Someone (not me but who created the install image on GCE many years ago) managed to put a few lines at the end of the sshd_config. One of the lines was a Chiper setting. I don’t remember seeing any warning about it anywhere. (I mean, logs, login screen, whatever). FreeBSD 12 said, "I don’t like this Chiper, goodbye".
I still have servers at places where I have either no remote console access, or it takes ages to get one. They are in other countries.
People commit mistakes. Or one could say this was not a mistake from the maintainer. I don’t know. But if I were to prepare an upgrade for an operating system, I would think, right after the kernel and the shell, the ssh daemon is the third most important thing that should work, no matter what (unless the user did something crazy).
Since I have no Chipher line in the
sshd_config anywhere else, even doing a few test upgrades elsewhere did not help me expect this.
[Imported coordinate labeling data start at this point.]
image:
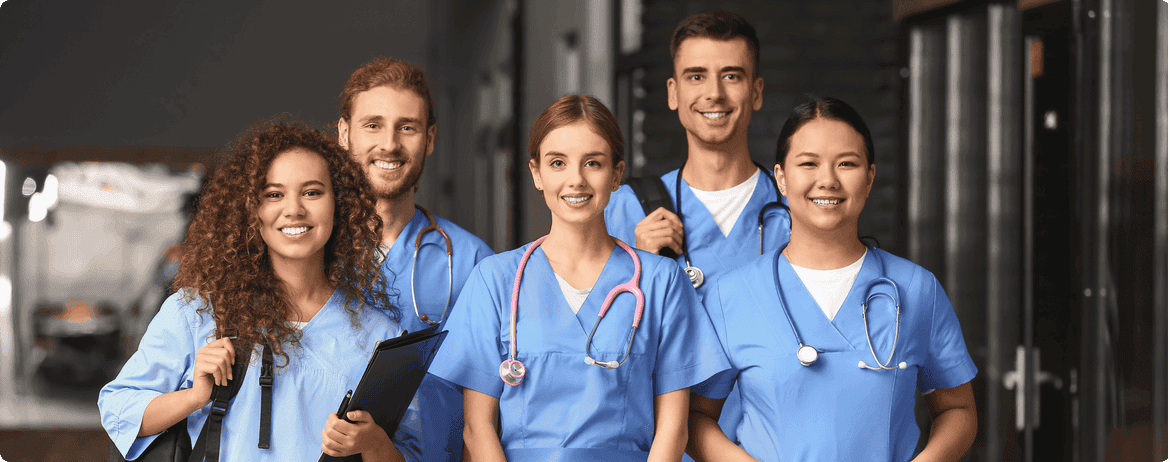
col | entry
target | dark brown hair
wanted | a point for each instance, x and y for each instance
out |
(821, 108)
(391, 71)
(717, 26)
(226, 263)
(572, 109)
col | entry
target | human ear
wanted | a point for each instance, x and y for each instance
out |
(779, 178)
(343, 133)
(672, 94)
(535, 170)
(432, 133)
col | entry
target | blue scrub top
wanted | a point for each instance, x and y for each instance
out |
(710, 250)
(833, 409)
(438, 406)
(566, 409)
(331, 358)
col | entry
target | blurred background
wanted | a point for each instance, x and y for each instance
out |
(1021, 154)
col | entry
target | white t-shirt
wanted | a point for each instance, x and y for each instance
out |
(576, 297)
(727, 205)
(830, 287)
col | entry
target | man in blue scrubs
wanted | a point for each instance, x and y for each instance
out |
(387, 123)
(715, 88)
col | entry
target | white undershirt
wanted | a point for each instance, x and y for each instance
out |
(576, 297)
(830, 287)
(727, 205)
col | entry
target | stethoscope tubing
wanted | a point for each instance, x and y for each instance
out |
(511, 370)
(414, 261)
(697, 280)
(865, 307)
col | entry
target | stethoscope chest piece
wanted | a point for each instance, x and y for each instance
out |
(806, 354)
(695, 275)
(513, 371)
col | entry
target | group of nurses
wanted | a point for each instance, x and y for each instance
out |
(828, 339)
(539, 339)
(301, 282)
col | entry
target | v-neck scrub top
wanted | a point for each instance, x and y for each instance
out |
(710, 250)
(331, 358)
(438, 406)
(566, 409)
(833, 411)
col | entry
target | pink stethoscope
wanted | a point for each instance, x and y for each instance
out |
(513, 371)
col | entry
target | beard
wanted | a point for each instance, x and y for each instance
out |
(408, 183)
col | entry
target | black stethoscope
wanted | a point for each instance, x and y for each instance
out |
(807, 354)
(511, 370)
(418, 243)
(693, 271)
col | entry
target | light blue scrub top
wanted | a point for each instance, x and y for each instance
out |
(710, 250)
(833, 411)
(330, 360)
(566, 409)
(441, 422)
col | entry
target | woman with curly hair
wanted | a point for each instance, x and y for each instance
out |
(281, 254)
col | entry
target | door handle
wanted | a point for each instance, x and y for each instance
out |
(1027, 412)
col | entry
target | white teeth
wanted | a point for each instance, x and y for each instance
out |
(294, 232)
(383, 164)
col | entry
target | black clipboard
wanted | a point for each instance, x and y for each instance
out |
(392, 377)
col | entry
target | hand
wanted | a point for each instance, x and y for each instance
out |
(213, 366)
(341, 439)
(661, 228)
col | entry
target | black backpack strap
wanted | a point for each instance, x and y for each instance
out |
(652, 194)
(207, 447)
(266, 399)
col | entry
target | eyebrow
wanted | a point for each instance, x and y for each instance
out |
(590, 154)
(310, 183)
(839, 154)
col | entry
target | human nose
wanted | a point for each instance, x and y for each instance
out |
(294, 206)
(714, 89)
(827, 178)
(390, 142)
(576, 178)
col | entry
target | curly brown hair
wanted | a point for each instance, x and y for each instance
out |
(226, 262)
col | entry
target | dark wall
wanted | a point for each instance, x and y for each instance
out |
(841, 48)
(135, 73)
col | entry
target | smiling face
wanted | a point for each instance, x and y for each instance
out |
(715, 90)
(576, 173)
(826, 177)
(296, 208)
(389, 137)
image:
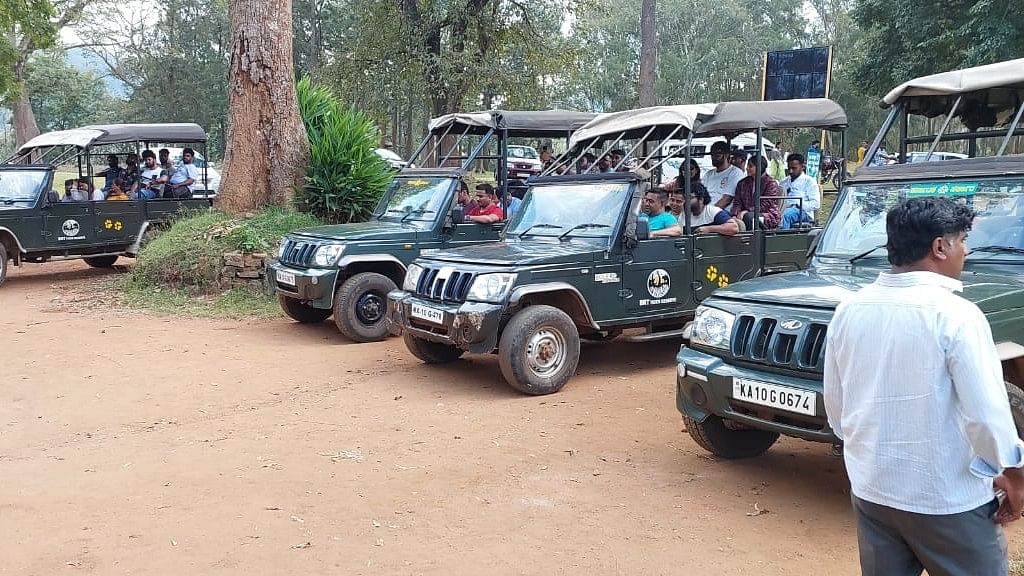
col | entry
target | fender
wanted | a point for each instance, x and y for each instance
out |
(521, 291)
The sad part is that the sole reason I had two additional servers in GCE today is that I spent five hours of my life on the google-cloud-engine daemons that have hardcoded paths from Linux, refer to non-existent files, don’t process the config templates they are supposed to process, don’t have such a basic error handling that if an executable is missing, the log should display the name of the executable (which was also from Linux), and I could go on. Another daemon of this package adds two lines to my
/etc/hosts file in every few minutes. Over time, my hosts files grow to a few megabytes size. In the end, I wrote a script to re-create the hosts files on my servers from templates because I had no mood to trim them by hand on fifteen servers again and again.
For the latter, I don’t blame anyone related to FreeBSD, because these scripts are written in Python and I believe they are from Google, and it fits well with the rest the company did in the last one or two years.
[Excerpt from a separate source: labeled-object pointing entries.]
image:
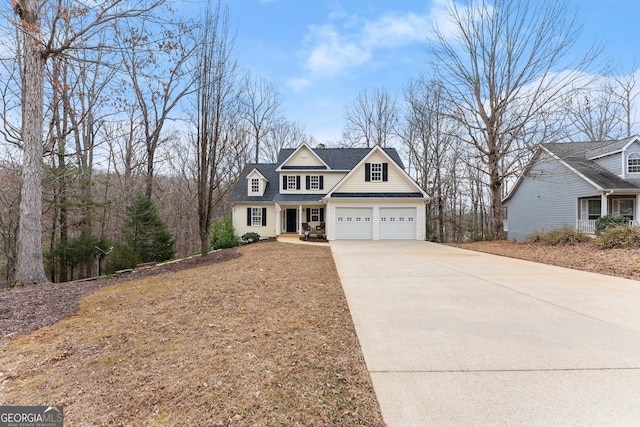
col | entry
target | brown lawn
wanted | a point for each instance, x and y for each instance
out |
(262, 339)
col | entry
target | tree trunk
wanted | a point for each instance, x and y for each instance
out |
(30, 267)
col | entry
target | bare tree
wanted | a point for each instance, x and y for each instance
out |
(282, 134)
(217, 126)
(503, 67)
(39, 43)
(372, 118)
(260, 102)
(159, 75)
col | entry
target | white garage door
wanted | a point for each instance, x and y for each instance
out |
(397, 223)
(354, 223)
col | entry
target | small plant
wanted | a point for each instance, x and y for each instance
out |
(603, 223)
(250, 237)
(223, 235)
(560, 236)
(620, 236)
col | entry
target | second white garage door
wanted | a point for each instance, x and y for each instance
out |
(354, 223)
(397, 223)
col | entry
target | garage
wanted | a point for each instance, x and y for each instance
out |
(397, 223)
(354, 223)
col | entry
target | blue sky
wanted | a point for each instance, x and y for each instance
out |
(322, 53)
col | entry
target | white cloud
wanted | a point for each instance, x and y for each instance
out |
(299, 84)
(349, 41)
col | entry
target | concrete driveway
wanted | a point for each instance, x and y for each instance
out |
(454, 337)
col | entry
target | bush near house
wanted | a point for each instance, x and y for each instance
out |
(561, 236)
(605, 222)
(620, 236)
(223, 235)
(250, 237)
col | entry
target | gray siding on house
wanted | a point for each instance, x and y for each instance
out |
(546, 198)
(612, 163)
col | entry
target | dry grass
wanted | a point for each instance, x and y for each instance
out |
(584, 256)
(265, 339)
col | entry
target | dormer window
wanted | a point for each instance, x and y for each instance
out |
(255, 185)
(633, 163)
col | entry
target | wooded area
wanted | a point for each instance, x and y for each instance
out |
(123, 111)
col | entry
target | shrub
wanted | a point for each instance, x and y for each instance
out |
(223, 235)
(605, 222)
(621, 236)
(250, 237)
(561, 236)
(146, 233)
(121, 258)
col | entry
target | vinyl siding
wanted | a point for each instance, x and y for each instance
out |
(330, 180)
(546, 199)
(240, 219)
(397, 182)
(612, 163)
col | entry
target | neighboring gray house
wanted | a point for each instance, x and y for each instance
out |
(574, 184)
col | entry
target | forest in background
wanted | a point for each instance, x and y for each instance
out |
(148, 106)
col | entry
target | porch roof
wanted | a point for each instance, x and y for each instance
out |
(574, 155)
On the other hand, I can’t blame either Google for adding a Chiper line to the
sshd_config (or the person from FreeBSD if they did it). I think there should be an automated test in the upgrade process that tells the user, "Hello. I am the SSH Daemon. I have a bad news for you", during the upgrade, before the reboot happens. They wouldn’t have to think about every possible line that became unsupported. It would be enough to make the sshd daemon check the config file whether it is valid or not.
It was also this year when I had some shared library error messages in a jail after some upgrade. Maybe it was me. I’m not sure. But I have been upgrading that server for maybe eight years. It’s one of my first FreeBSD machines co-located.
The answer is simple. The technical evolution has become magnitudes faster than the human evolution. A few decades ago, one could understand maybe every type of computer they had around in near to 100%. Today, understanding certain config files may be a full-time job.